In other words,do the number of release by a publisher correlate by the total revenue by publisher?
temp= game[game$Publisher %in% top10pub$Publisher,]
temp = temp %>% group_by(Publisher) %>% summarise(totalsale=sum(Global_Sales)) %>% arrange(desc(totalsale))
temp = merge(top10pub,temp,by="Publisher")
ggplot(temp,aes(x=count,y=totalsale,col=factor(Publisher),size=totalsale))+
geom_point(alpha=0.4)+theme(legend.position="bottom",plot.title = element_text(size=10,hjust=0.5))+labs(title="Number of Games Vs Total Sales",col="Publisher")
It can be seen from the graph that there exists no correlation between the total sales and number of games released.
Below is the gist of all the insights gathered from the dataset:
Electronic Arts is the top gaming release platform followed by Activision and Namco Bandai Games.
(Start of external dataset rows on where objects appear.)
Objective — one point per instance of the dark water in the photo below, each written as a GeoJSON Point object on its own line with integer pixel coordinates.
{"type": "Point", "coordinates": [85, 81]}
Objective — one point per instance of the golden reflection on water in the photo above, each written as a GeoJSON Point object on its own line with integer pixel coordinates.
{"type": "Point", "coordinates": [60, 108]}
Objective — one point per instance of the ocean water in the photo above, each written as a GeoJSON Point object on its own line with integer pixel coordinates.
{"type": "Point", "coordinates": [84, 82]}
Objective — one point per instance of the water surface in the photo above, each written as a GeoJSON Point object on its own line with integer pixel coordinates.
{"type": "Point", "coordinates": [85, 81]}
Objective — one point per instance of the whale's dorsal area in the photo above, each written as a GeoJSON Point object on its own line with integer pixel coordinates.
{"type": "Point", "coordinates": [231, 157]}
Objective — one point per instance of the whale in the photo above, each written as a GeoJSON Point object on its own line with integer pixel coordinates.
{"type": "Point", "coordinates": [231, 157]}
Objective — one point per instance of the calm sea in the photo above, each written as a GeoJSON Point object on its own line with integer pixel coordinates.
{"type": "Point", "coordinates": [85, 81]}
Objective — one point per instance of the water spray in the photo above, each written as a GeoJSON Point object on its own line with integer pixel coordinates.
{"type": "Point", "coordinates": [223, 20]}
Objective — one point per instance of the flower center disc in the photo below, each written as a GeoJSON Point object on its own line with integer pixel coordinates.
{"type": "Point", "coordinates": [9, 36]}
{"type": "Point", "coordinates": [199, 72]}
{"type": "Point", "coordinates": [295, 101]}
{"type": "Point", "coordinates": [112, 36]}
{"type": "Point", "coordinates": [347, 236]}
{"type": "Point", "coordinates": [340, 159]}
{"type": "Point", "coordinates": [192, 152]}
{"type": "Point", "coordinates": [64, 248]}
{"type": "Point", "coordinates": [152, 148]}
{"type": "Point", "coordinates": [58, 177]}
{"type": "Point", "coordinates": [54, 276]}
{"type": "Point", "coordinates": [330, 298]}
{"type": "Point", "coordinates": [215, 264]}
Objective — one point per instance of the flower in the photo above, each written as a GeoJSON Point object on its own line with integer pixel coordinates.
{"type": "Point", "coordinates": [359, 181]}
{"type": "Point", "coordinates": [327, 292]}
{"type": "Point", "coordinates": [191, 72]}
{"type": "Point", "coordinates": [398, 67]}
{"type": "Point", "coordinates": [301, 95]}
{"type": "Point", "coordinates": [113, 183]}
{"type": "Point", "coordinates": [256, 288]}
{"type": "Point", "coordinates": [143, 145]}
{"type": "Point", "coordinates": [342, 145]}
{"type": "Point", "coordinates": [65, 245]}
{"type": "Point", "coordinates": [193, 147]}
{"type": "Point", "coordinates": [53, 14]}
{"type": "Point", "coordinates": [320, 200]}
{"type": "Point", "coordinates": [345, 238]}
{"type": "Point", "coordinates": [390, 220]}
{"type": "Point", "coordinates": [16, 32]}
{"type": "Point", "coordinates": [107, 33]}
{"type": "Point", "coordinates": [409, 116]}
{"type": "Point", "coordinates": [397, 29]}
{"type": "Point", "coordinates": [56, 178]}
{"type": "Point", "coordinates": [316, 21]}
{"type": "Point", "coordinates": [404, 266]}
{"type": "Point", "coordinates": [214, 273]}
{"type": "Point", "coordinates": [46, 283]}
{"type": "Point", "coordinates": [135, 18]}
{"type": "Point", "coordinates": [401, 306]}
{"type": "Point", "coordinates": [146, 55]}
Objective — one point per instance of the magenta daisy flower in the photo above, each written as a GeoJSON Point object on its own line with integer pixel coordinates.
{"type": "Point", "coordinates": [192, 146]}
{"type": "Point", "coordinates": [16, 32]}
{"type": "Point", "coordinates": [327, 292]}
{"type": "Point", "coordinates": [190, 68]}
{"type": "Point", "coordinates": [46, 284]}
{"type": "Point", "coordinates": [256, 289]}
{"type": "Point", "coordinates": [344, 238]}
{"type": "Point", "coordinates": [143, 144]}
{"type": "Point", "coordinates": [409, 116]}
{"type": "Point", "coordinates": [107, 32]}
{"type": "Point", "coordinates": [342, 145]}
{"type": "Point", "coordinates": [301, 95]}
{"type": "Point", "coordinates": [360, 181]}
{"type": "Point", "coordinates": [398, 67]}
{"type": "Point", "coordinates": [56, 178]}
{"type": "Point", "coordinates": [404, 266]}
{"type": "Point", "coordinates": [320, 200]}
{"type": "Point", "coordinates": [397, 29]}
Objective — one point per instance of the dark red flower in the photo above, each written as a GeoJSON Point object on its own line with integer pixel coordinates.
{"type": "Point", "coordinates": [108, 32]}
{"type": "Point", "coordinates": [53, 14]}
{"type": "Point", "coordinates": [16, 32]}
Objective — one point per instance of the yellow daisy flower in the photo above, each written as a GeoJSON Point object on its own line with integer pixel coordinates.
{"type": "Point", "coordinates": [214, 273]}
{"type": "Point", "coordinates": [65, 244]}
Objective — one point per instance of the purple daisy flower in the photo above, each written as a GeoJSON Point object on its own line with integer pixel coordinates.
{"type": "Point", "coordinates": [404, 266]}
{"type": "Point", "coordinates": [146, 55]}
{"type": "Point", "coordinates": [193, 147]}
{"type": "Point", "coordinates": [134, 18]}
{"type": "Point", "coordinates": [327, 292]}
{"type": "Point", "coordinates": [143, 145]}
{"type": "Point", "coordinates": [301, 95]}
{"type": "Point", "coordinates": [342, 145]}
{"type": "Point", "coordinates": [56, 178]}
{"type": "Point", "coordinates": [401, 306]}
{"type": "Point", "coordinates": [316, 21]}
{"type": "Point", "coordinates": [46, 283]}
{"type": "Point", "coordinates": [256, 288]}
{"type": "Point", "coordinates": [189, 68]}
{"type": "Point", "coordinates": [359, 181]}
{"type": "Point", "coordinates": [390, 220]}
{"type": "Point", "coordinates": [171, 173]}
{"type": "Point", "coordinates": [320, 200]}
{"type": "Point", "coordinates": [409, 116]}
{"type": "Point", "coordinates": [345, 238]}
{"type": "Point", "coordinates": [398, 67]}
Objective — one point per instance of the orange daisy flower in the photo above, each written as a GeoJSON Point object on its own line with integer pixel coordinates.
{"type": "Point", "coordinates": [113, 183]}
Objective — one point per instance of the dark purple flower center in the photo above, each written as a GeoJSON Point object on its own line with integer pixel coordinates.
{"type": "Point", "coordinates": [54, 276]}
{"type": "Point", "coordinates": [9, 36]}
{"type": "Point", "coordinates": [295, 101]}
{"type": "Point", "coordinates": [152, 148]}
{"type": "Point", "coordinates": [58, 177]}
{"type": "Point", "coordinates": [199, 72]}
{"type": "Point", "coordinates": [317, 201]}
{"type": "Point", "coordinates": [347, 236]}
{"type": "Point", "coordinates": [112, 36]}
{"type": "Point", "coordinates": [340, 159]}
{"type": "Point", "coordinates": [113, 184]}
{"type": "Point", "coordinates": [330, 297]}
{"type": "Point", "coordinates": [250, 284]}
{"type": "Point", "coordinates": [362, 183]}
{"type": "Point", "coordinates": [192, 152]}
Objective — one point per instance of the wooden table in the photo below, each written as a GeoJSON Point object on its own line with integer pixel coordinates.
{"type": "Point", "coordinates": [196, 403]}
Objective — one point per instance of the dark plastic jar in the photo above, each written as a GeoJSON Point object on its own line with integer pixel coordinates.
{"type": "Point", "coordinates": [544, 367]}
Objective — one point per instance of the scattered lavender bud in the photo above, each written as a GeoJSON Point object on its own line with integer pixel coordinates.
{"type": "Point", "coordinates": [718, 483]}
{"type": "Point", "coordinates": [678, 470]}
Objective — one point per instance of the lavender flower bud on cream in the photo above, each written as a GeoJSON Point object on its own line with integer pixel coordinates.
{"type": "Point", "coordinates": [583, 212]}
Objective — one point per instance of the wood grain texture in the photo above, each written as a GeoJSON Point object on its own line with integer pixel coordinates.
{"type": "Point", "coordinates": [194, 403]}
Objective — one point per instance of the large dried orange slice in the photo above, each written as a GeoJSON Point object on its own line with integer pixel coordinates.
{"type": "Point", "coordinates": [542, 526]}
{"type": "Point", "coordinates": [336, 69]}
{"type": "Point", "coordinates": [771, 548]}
Sales seems to be in the downward trend after 2008 and the trend is continuing till 2015
19.9 % of the total games released were from Action genre followed by Sports contributing to 14.12% of the games.
The dominance of the Action games in the year 2012 where other genre releases have shown a downward trend compared to previous year ,Action games seemes to have a spike from previous year.
Sports is dominating the Global Sales.Individually , it has minted out higher in Europe,and North America.In Japan,Role Playing games have more value for money.While,racing games comes second in Europe,in North America,Platform games occuply the second slot.
Nintendo dominates the market with 17 of the 20 top games released.
There exists no correlation between the total sales and number of games released.